Foreign Missile Threats:
Analytic Soundness of Certain National Intelligence Estimates
NSIAD-96-225, Aug 30, 1996
Pursuant to a congressional request, GAO analyzed the soundness of certain national intelligence estimates (NIE) on the threat to the United States from foreign missile systems, focusing on comparing the content and conclusions of NIE 95-19, which analyzed emerging threats to North America during the next 15 years, with the content and conclusions of two previous NIEs prepared in 1993.
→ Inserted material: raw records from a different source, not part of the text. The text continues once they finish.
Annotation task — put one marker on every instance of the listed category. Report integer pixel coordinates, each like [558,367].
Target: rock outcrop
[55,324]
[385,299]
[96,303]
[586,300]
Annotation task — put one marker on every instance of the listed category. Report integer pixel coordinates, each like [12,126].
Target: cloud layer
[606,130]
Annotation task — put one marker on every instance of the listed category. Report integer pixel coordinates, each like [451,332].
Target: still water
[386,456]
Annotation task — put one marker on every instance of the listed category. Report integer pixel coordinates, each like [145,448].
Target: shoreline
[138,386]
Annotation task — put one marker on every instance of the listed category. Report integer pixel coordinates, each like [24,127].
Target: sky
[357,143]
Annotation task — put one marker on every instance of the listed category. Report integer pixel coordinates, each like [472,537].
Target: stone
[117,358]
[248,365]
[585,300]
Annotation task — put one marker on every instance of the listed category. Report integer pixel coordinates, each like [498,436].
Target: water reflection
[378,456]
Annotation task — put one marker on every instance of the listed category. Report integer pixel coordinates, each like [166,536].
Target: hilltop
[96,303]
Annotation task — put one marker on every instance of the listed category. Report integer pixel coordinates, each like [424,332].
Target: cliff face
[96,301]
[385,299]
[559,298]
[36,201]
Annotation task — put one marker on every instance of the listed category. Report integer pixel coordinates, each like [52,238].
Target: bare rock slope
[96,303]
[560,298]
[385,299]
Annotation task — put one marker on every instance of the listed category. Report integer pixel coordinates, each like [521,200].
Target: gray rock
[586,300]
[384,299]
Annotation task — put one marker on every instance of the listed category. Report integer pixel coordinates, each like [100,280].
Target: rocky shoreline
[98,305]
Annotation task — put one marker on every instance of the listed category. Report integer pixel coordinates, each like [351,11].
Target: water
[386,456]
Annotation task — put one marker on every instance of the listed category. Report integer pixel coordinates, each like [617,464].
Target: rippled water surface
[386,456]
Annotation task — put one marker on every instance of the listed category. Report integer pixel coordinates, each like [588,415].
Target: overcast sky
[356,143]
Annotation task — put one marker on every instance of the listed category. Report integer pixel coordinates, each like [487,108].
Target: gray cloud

GAO found that: (1) the main judgment of NIE 95-19, that no country, other than the major declared nuclear powers, will develop or otherwise acquire a ballistic missile in the next 15 years that could threaten the contiguous 48 states or Canada, was worded with clear, 100-percent certainty; (2) GAO believes this level was overstated, based on the caveats and the intelligence gaps noted in NIE 95-19; (3) NIE 95-19 had additional analytic shortcomings, since it did not: (a) quantify the certainty level of nearly all of its key judgments; (b) identify explicitly its critical assumptions; and (c) develop alternative futures; (4) however, in accordance with standards for producing objective NIEs, NIE 95-19 acknowledged dissenting views from several agencies and also explicitly noted what information the U.S. intelligence community does not know that bears upon the foreign missile threat; (5) the 1993 NIEs met more of the standards than NIE 95-19 did; and (6) NIE 95-19 worded its judgments on foreign missile threats very differently than did the 1993 NIEs, even though the judgments in all three NIEs were not inconsistent with each other, that is, while the judgments were not synonymous, upon careful reading they did not contradict each other.